Today, high-security architectures must use process isolation to achieve this kind of architectural guarantee, but even finely tuned IPC like L4’s is an order of magnitude slower than a predictable jump.

gpderetta•10mo ago
For a brief moment Intel supported MPX which did something similar.

You can also play tricks with the virtualization hardware, bit it need kernel support.

Eventually we will get segments back again.

MarkSweep•10mo ago
That would be pretty cool. Something like the Win32 function GetWriteWatch, but implemented in hardware instead of the page fault handler (I assume).

https://learn.microsoft.com/en-us/windows/win32/api/memoryap...

Or some sort of special write barrier store op-code, idk.

mike_hearn•10mo ago
It exists, that's called MPKs.
twoodfin•10mo ago
I don’t think MPK’s will fit the need I have. Simply: Run some arbitrary, untrusted, non-sandboxed code in the same thread with assurance it can’t read page X. When that code completes and I’m back in code I trust, X is readable again.

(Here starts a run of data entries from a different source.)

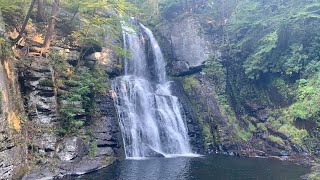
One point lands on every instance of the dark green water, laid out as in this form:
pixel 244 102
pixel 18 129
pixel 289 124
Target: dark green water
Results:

Is that something MPK makes possible? The doc I’ve read suggests either your process can flip permission bits or it can’t. Great for avoiding out-of-sandbox reads. But if there’s arbitrary execution happening, why can’t that code flip the access to secrets back on?

mike_hearn•10mo ago
Oracle Labs has tech that does that:

https://youtu.be/T05FI93MBI8?si=EieFgujaGiW2gbO8&t=958

The trick is to do a cascading disassembly of all untrusted code you'll execute to prove it can't change the MPK register.

twoodfin•10mo ago
Wow. Neat trick and exactly the kind of thing I was looking for.

Thanks!

EDIT: Looks like this is the relevant paper from the Graal team: https://www.graalvm.org/resources/articles/binsweep.pdf

jdougan•10mo ago
Is that something like the memory protection scheme on the Newton OS?
nyanpasu64•10mo ago
Isn't not swapping page tables during a call precisely what the KPTI mitigations had to turn off for Meltdown mitigations?